Thirteen Turkish soldiers and seven Kurdish resistance fighters were killed in Turkish-occupied northern Kurdistan on Thursday in what Ankara is calling the deadliest attack on troops in the troubled region for three years.
The incident near the town of Silvan, in Diyarbakir province, also left seven soldiers wounded, two of them seriously, according to provincial governor Mustafa Toprak.
The attack took place during a military operation in the mountainous region known to be a stronghold of the rebel Kurdistan Workers’ Party (PKK). According to the local sources who described the action as a rebel ambush, the gunfire continued into Thursday evening.
Ankara sent reinforcements by helicopters to rescue Turkish soldiers, intensifying the fierce clashes with indiscriminate force that sparked a fire in a nearby forest.
The United States officially denounced the attack, which took place as Secretary of State Hillary Clinton was en route to Turkey.
“The United States condemns in the strongest terms” the killings of Turkish soldiers, State Department spokesman Mark Toner told reporters in Washington.
After arriving late Thursday evening, Clinton said she was “deeply saddened” by the deaths of the Turkish soldiers.
“We stand with Turkey in its fight against the PKK, a designated terrorist organization which has claimed tens of thousands of Turkish lives,” she said in a statement.
“We support Turkey in its fight against terror and we will continue to work with the government of Turkey to combat terrorism in all its forms.
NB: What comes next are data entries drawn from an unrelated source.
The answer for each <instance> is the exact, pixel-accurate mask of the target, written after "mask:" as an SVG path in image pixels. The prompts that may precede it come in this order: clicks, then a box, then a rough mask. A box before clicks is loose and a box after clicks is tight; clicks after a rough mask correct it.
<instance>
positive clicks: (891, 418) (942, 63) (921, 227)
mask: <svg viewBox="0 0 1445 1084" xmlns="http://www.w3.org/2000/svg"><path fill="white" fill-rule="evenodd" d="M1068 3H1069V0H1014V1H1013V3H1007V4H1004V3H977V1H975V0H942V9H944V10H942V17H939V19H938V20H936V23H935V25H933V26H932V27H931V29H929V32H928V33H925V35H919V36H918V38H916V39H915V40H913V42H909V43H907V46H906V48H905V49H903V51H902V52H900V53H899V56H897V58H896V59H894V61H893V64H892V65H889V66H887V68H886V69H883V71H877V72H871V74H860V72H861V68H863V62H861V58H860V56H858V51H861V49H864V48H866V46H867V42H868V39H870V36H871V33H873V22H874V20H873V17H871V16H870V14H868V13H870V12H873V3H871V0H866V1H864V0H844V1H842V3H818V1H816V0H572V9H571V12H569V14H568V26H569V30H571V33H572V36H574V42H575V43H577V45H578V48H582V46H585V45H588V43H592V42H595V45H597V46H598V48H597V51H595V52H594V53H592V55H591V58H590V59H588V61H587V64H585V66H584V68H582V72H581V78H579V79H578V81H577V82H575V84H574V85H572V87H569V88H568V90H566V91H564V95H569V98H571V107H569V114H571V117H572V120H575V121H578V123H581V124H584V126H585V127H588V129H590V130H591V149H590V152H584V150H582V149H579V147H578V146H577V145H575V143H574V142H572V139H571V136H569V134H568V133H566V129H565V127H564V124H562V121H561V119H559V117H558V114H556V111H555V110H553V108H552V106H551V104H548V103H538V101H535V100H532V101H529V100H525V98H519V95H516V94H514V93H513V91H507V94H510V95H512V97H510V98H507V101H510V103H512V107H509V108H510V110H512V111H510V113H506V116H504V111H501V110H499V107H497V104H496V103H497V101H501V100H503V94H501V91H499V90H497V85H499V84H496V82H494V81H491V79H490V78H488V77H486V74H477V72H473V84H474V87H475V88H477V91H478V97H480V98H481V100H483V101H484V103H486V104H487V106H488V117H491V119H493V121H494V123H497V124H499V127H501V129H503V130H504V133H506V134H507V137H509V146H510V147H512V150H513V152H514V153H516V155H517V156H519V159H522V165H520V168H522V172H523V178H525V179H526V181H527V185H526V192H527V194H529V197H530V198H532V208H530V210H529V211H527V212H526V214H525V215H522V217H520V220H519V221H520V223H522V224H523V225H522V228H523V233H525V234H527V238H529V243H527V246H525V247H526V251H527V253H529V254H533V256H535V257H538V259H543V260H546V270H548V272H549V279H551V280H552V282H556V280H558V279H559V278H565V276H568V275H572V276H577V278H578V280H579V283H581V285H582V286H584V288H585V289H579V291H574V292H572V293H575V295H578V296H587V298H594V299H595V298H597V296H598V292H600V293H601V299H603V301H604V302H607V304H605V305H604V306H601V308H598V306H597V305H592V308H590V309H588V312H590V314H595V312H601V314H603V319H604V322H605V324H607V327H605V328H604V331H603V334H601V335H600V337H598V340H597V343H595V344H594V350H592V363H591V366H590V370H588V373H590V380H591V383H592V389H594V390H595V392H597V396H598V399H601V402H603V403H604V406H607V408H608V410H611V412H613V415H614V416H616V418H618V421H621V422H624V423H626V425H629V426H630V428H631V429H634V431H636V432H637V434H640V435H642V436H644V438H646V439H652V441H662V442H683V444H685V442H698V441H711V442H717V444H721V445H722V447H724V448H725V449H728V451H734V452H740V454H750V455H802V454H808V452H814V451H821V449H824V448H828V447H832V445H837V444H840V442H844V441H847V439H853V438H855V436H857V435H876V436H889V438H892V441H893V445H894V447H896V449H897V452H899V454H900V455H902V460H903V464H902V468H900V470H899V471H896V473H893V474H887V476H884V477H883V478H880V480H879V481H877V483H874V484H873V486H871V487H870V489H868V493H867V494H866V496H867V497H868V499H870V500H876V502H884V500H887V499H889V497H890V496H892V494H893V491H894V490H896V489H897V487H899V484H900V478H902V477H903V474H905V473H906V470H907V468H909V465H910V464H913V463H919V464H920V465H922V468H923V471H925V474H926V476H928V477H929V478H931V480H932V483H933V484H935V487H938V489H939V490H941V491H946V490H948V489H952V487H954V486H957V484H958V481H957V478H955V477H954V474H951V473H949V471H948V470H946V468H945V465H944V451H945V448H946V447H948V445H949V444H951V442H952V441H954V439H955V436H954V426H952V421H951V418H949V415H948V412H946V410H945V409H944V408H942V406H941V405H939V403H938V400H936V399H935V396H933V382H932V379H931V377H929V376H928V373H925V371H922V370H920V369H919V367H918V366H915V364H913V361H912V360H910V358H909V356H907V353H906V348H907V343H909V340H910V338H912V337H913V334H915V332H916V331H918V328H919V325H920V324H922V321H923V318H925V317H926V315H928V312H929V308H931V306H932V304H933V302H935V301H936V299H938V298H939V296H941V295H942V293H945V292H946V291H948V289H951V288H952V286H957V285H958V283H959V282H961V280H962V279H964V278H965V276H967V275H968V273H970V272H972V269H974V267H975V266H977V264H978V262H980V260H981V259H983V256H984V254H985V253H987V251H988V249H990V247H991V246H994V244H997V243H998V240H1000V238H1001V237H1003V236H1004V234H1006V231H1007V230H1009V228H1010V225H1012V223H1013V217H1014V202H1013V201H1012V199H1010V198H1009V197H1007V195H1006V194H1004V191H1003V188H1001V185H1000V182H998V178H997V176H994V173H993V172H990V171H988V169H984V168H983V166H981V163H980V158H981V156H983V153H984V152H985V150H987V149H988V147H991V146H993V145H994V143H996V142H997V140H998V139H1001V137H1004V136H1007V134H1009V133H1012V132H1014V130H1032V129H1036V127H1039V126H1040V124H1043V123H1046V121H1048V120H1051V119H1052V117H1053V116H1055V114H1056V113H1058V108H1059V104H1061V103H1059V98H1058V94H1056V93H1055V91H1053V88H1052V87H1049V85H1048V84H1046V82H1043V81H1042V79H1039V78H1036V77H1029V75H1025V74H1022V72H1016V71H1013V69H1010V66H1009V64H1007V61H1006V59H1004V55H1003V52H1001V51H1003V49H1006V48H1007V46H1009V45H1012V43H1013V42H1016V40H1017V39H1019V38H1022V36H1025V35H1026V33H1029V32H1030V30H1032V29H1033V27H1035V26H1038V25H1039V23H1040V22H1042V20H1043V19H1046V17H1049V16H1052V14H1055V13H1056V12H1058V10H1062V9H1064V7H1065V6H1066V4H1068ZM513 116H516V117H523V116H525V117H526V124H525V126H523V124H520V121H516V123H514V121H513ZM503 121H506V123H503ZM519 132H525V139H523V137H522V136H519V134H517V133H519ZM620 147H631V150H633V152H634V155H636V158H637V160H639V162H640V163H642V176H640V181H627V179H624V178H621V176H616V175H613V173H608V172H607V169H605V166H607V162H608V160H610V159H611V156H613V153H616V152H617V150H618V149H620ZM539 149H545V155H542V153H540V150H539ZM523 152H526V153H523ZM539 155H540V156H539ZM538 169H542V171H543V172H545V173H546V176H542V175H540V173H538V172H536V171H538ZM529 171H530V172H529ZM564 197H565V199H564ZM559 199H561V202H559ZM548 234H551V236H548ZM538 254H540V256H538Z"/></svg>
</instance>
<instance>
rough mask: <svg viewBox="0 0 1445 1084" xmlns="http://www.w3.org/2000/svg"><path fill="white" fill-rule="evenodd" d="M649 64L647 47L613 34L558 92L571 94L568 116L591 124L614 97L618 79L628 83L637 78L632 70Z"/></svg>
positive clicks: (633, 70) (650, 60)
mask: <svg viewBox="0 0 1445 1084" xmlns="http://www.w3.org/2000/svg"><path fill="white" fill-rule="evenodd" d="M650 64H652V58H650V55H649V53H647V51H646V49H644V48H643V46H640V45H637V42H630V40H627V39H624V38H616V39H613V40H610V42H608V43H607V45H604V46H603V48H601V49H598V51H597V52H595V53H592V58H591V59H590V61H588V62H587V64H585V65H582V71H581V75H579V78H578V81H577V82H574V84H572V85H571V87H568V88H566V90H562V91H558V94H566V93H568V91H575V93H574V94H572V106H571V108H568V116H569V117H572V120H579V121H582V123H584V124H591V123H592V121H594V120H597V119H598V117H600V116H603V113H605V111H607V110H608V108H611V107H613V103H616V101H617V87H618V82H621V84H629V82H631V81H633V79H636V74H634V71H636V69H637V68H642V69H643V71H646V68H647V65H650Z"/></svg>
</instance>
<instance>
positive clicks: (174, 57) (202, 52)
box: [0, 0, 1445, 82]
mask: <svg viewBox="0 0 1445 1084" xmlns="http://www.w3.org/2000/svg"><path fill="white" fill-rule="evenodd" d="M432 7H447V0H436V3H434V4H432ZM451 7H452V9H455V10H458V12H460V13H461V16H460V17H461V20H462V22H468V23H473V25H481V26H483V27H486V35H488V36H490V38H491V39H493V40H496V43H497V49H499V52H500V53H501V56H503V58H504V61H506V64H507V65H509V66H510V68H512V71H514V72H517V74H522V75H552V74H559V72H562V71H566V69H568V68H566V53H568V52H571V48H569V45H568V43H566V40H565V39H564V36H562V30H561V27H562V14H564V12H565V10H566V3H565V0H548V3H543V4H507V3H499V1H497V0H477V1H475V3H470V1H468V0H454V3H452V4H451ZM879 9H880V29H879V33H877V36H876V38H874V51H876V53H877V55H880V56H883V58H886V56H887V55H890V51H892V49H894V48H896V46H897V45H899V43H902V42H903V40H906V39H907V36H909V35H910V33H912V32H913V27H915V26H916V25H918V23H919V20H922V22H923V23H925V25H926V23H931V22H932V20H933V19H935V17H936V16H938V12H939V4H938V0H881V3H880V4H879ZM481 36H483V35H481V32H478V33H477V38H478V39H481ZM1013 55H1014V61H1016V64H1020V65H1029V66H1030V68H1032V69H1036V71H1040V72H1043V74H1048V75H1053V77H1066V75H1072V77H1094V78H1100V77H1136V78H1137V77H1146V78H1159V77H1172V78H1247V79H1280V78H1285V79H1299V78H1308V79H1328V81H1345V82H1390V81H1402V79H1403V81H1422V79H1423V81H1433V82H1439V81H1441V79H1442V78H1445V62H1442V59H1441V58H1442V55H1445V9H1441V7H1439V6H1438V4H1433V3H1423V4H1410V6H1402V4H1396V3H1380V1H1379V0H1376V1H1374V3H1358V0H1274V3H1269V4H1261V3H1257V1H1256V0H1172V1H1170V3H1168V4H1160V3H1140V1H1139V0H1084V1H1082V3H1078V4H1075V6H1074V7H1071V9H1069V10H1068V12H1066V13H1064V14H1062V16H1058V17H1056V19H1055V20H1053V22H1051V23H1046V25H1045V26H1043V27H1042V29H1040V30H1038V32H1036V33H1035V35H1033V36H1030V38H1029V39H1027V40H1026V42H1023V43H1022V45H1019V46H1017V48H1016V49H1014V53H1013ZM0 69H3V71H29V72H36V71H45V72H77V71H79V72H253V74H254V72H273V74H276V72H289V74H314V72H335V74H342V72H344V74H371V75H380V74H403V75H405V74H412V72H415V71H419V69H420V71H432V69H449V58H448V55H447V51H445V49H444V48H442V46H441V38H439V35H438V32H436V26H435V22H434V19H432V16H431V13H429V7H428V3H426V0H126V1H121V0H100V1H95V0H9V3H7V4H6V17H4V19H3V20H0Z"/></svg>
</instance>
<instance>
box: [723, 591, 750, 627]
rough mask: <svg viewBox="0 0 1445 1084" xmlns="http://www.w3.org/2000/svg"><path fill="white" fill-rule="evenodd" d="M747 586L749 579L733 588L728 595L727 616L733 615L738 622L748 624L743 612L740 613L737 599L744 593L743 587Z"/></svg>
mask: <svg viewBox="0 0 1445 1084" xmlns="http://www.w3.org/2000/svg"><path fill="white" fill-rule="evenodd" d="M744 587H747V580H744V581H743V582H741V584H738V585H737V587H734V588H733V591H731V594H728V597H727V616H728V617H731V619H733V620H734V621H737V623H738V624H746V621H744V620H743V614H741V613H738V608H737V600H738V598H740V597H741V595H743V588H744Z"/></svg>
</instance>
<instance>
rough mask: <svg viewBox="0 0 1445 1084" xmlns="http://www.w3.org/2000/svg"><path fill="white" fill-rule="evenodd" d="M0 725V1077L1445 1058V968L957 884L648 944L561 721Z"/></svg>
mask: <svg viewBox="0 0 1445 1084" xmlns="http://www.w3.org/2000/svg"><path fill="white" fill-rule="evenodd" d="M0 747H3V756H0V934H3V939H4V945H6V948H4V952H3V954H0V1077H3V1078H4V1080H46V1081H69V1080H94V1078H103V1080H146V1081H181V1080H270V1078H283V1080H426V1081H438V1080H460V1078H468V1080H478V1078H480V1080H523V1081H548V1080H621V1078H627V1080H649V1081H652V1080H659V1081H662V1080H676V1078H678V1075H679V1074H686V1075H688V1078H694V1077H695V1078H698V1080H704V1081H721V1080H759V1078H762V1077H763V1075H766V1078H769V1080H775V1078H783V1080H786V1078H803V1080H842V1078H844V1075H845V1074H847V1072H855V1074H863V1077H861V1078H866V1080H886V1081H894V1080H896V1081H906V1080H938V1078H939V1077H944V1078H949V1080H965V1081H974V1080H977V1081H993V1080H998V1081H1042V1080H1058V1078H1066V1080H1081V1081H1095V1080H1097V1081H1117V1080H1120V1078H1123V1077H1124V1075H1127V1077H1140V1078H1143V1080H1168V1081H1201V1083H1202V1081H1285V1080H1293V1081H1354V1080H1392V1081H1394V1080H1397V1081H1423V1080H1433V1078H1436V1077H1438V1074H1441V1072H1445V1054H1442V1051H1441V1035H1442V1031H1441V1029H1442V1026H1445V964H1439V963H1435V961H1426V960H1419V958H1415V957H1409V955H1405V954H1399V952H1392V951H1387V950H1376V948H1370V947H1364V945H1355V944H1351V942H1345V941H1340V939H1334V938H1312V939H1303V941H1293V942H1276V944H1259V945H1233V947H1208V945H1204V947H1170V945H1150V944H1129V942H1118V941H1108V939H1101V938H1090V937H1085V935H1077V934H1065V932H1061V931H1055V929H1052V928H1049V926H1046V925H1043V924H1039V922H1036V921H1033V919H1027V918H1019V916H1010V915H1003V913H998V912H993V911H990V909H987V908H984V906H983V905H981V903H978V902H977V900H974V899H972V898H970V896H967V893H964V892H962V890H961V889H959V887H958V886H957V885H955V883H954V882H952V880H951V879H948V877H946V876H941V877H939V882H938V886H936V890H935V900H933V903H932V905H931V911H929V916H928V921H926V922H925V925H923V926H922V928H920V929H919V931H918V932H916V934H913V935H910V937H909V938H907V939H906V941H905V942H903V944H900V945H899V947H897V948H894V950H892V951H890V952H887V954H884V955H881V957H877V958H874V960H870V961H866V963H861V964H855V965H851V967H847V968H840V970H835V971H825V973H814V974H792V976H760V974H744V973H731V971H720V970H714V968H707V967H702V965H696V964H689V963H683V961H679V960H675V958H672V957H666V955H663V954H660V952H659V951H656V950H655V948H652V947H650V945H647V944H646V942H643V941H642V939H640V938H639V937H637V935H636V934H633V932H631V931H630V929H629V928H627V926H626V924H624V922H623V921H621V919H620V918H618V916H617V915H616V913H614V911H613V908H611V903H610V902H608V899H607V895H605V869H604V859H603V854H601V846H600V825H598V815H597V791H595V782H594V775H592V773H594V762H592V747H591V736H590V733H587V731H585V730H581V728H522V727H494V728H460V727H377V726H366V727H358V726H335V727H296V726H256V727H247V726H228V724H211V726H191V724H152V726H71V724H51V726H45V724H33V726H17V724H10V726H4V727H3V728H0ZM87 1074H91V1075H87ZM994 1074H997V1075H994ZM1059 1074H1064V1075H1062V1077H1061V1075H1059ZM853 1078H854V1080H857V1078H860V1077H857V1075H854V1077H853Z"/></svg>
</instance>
I will be meeting with Turkey’s leaders over the next two days in Istanbul where I will personally convey to them our commitment to close cooperation.”
According to the Anatolia new agency, Prime Minister Recep Tayyip Erdogan canceled his engagements in Istanbul to convene an emergency meeting with the country’s top security chiefs, including military commanders and Interior Minister Besir Atalay.
After that meeting, which reportedly lasted 45 minutes, Erdogan issued a statement stressing Ankara’s determination to crush Kurdish resistance groups.
“The objective of the forces behind this attack are clear,” he said. “Turkey has the forces and the determination to overcome the terrorism issue.”
In Turkey’s parliament, Assembly President Cemil Cicek reacted angrily to the latest rebel action, calling on Kurdish political figures to cooperate with the regime against resistance groups.
“On the one side there is democracy, peace and freedom, but on the other blood, hate and barbarism,” he said in a statement released by Anatolia.
Selahattin Demirtas, head of the biggest pro-Kurdish political faction in Turkey, the BDP, offered his condolences for the dead but denounced the lack of will by the regime to grant basic rights to Kurds living under Turkish rule.
Pro-Kurdish activists have demanded an end to all discrimination in Turkish laws against ethnic Kurds, as well as Ankara’s recognition of the Kurds’ national identity in its constitution and of their language as a native language along with Turkish in Kurdish populated areas.
Political figures identified with the outlawed PKK have been at the forefront of fighting for these rights in recent years.
Thursday’s attack was the deadliest on the Turkish army since October 2008 when 17 occupation troops were killed in a daring rebel raid on an army base.
Last week a Turkish staff sergeant was killed and three soldiers wounded in clashes with the PKK in the eastern Pulumur area.
The PKK, listed as a terrorist group by Turkey, the US and much of the international community, took up arms to liberate their country from Turkish rule in 1984, sparking a conflict that has since claimed over 45,000 lives.
In late February, the PKK threatened to end a unilateral truce with Turkey, declared in August last year, while saying they would defend themselves “more effectively” against the military operations of the occupying regime.